The cost of energy storage technologies is set to reduce significantly over the next five years driven by economies of scale and improvements in both technology and standardisation, according to a new report from financial advisory and asset management firm Lazard.
The second of Lazard’s Levelized Cost of Storage Analysis compares the costs of various energy storage technologies in detail across different segments in terms of capital cost and LCOE. The analysis was conducted with support from Enovation Partners.
The cost reductions will also be pushed forward by increased demand as regulatory environments improve, the penetration of renewables increases, and as ageing grids begin to need more support.
More demand for energy storage will also result in enhanced manufacturing scale. Meanwhile, the increasing deployment of both renewables and storage will create a mutually beneficial growth cycle where one technology’s success supports the other.
However, the extent of cost reductions in the five-year period has seen a mix of projections.

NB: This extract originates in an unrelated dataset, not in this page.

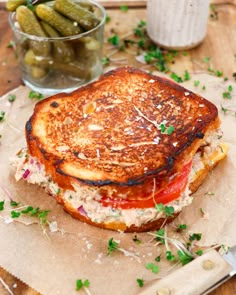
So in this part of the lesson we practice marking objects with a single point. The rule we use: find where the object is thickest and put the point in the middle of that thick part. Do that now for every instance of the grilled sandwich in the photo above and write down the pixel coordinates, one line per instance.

Lazard cited some industry members forecasting lithium, flow and lead battery capital cost declines of around 40%. Lazard said cost reductions for lithium are already well underway since last year.
Ultimately it will be manufacturing and engineering improvements in batteries rather than balance of system (BOS) costs that drive the cost reductions.
Another key takeaway from Lazard was that some technologies are increasingly attractive for a number of specialised power grid uses, but not all uses are economically attractive right now. The main use at present is to strengthen the power grid through frequency regulation, transmission and distribution investment deferral. Another main use is to reduce energy bills for commercial and industrial energy users.
The report stated: “Energy storage appears most economically viable in use cases that require relatively greater power capacity and flexibility as opposed to energy density or duration.”